(ASI) Roma - "In occasione della questione Diciotti il MoVimento 5 Stelle fece votare su Rousseau i suoi iscritti per decidere che posizione prendere. In occasione del varo del Conte bis si fece la stessa scelta, con un tempismo surreale. In tante altre occasioni abbiamo dato a tutti gli iscritti aventi diritto di voto la possibilità di essere corresponsabili nella scelta da farsi.


Questa è la democrazia partecipata o condivisa.

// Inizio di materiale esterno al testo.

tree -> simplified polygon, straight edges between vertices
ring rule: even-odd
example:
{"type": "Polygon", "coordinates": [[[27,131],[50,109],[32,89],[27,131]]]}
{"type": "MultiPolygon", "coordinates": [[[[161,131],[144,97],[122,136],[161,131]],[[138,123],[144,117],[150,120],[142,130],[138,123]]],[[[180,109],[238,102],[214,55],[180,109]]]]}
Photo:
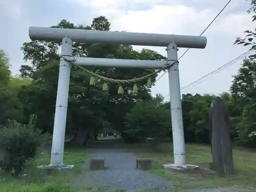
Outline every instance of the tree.
{"type": "Polygon", "coordinates": [[[240,114],[237,119],[236,129],[239,143],[242,145],[254,146],[256,137],[251,133],[256,131],[255,126],[255,106],[256,102],[256,62],[244,60],[237,75],[234,76],[230,91],[236,103],[237,111],[240,114]],[[249,135],[250,136],[250,137],[249,135]]]}
{"type": "MultiPolygon", "coordinates": [[[[251,0],[251,7],[248,10],[249,13],[252,12],[256,13],[256,1],[251,0]]],[[[254,14],[252,16],[252,22],[254,22],[256,20],[256,15],[254,14]]],[[[244,46],[249,46],[250,47],[250,50],[256,50],[256,28],[254,29],[254,31],[246,30],[244,31],[244,33],[246,34],[245,37],[244,38],[237,37],[237,39],[234,41],[234,45],[243,45],[244,46]]],[[[251,58],[256,58],[256,54],[253,54],[250,56],[251,58]]]]}
{"type": "Polygon", "coordinates": [[[169,110],[159,105],[162,98],[158,95],[151,101],[137,102],[125,116],[124,133],[138,141],[150,138],[155,143],[167,138],[171,129],[170,116],[169,110]]]}
{"type": "Polygon", "coordinates": [[[15,94],[15,90],[9,86],[11,78],[9,58],[3,50],[0,50],[0,126],[8,119],[21,120],[23,118],[23,106],[15,94]]]}
{"type": "MultiPolygon", "coordinates": [[[[54,28],[109,30],[110,23],[104,16],[93,19],[90,26],[78,25],[62,19],[54,28]]],[[[37,125],[46,132],[52,132],[57,85],[59,42],[32,40],[25,42],[22,50],[25,60],[31,60],[32,66],[23,66],[20,72],[23,77],[31,77],[32,86],[28,89],[34,92],[31,110],[37,117],[37,125]],[[40,102],[44,100],[44,102],[40,102]],[[46,105],[45,103],[47,103],[46,105]]],[[[165,57],[155,51],[134,50],[129,45],[88,44],[74,42],[73,54],[78,56],[133,59],[161,60],[165,57]]],[[[152,70],[88,67],[94,73],[115,79],[131,79],[141,77],[152,70]]],[[[102,129],[107,121],[113,129],[121,132],[124,116],[137,101],[150,100],[150,90],[146,82],[138,83],[139,92],[132,93],[133,84],[124,87],[124,94],[117,94],[116,84],[110,83],[108,93],[102,91],[102,81],[95,86],[89,85],[90,76],[75,66],[71,68],[68,111],[67,133],[75,135],[73,142],[85,143],[90,133],[102,129]],[[80,137],[82,136],[82,137],[80,137]]],[[[152,81],[156,76],[152,77],[152,81]]],[[[25,91],[25,90],[24,90],[25,91]]],[[[29,91],[24,92],[29,92],[29,91]]]]}

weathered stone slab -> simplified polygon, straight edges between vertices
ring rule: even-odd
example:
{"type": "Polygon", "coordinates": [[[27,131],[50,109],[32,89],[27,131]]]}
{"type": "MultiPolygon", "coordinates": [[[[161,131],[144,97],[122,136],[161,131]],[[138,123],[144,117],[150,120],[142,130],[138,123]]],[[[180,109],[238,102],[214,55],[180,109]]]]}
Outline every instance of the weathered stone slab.
{"type": "Polygon", "coordinates": [[[91,170],[101,170],[104,168],[104,158],[92,158],[90,160],[91,170]]]}
{"type": "Polygon", "coordinates": [[[219,175],[233,173],[229,118],[224,101],[217,97],[212,102],[209,115],[212,169],[219,175]]]}
{"type": "Polygon", "coordinates": [[[140,170],[148,170],[152,167],[152,160],[150,159],[137,159],[136,168],[140,170]]]}

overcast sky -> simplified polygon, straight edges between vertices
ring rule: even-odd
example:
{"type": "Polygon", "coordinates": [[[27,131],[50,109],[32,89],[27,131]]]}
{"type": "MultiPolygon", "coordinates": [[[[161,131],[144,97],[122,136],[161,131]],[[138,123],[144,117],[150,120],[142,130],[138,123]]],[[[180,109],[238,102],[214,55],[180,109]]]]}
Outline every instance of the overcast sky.
{"type": "MultiPolygon", "coordinates": [[[[75,24],[90,25],[93,18],[105,15],[112,30],[199,35],[227,0],[1,0],[0,49],[11,59],[13,74],[23,60],[20,47],[29,41],[30,26],[50,27],[66,19],[75,24]]],[[[233,45],[243,31],[253,29],[245,0],[232,0],[204,34],[205,49],[190,49],[180,60],[181,88],[197,80],[248,50],[233,45]]],[[[142,47],[135,47],[140,50],[142,47]]],[[[147,47],[166,56],[165,48],[147,47]]],[[[179,55],[185,51],[180,49],[179,55]]],[[[228,91],[242,60],[182,93],[218,94],[228,91]]],[[[159,75],[160,76],[161,74],[159,75]]],[[[152,89],[155,94],[169,94],[166,74],[152,89]]],[[[167,99],[168,97],[166,97],[167,99]]]]}

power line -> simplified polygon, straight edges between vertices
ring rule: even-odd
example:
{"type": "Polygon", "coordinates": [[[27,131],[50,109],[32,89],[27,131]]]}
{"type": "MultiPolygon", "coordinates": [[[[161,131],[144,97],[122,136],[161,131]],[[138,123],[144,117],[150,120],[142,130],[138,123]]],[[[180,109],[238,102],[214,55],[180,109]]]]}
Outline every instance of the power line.
{"type": "MultiPolygon", "coordinates": [[[[206,75],[204,75],[203,76],[200,77],[199,79],[196,80],[196,81],[193,81],[191,83],[188,84],[188,85],[183,87],[182,88],[181,88],[181,90],[183,90],[183,89],[186,89],[189,87],[195,86],[202,82],[204,80],[207,79],[206,79],[207,77],[208,77],[208,78],[211,77],[212,76],[214,76],[216,74],[219,73],[220,72],[221,72],[223,70],[226,69],[228,67],[235,63],[236,62],[241,60],[241,59],[242,59],[244,57],[247,56],[248,55],[249,55],[250,54],[253,52],[254,51],[255,51],[255,50],[254,50],[246,51],[245,53],[244,53],[242,55],[239,55],[238,57],[235,58],[234,59],[233,59],[231,61],[222,65],[222,66],[220,67],[219,68],[216,69],[215,70],[212,71],[212,72],[207,74],[206,75]]],[[[168,95],[164,96],[164,97],[167,97],[169,95],[170,95],[169,94],[168,95]]]]}
{"type": "MultiPolygon", "coordinates": [[[[205,31],[206,31],[206,30],[208,29],[208,28],[209,28],[209,27],[211,25],[211,24],[212,24],[212,23],[215,21],[215,20],[216,20],[216,19],[218,18],[218,17],[219,17],[219,16],[221,14],[221,13],[222,13],[222,12],[224,11],[224,10],[226,8],[226,7],[227,7],[227,6],[228,6],[228,4],[229,4],[229,3],[231,2],[231,0],[229,0],[227,3],[227,4],[225,5],[225,6],[222,8],[222,9],[219,12],[219,13],[216,15],[216,16],[214,18],[214,19],[211,21],[211,23],[210,23],[210,24],[208,25],[208,26],[204,29],[204,30],[203,30],[203,31],[202,32],[202,33],[200,34],[200,35],[199,35],[200,36],[201,36],[205,31]]],[[[182,55],[181,55],[180,58],[179,58],[179,59],[178,59],[178,60],[179,60],[183,56],[185,55],[185,54],[187,52],[187,51],[190,49],[190,48],[188,48],[186,51],[185,51],[184,52],[184,53],[182,54],[182,55]]],[[[159,78],[158,78],[156,81],[157,82],[158,80],[159,80],[160,79],[161,79],[164,75],[165,75],[165,74],[168,72],[168,71],[165,71],[163,74],[162,74],[161,77],[160,77],[159,78]]]]}

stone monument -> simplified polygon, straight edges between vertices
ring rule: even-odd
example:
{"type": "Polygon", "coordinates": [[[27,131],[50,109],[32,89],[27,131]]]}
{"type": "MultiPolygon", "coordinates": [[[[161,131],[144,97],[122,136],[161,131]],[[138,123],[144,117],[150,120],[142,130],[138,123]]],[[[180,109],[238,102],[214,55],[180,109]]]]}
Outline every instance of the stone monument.
{"type": "Polygon", "coordinates": [[[211,103],[209,119],[211,168],[220,176],[232,174],[234,168],[229,118],[224,102],[219,97],[211,103]]]}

Ricordo ancora come sul caso Diciotti, avendo assunto una posizione che si è rivelata poi minoritaria, oltre che contraria da chi era al Governo, ho accettato il risultato ed il mio voto in aula è stato conforme alla volontà della maggioranza.
Ora, posto che l'esecutivo Draghi dovrebbe innanzitutto accettare le nostre condizioni - e noi eravamo nati per fare una rivoluzione culturale prima ancora che politica, ponendo al centro dell'agenda politica il bene comune a tutela dei più fragili - mi si fa capire perché non si indice un voto su Rousseau per autodeterminarci? Qualunque sia l'esito, si dovrà riconoscere che così noi onoreremmo il nostro impegno di attuare la democrazia della partecipazione, della condivisione. Altrimenti saremo suscettibili di essere accusati di promuovere la democrazia dell'esclusione!".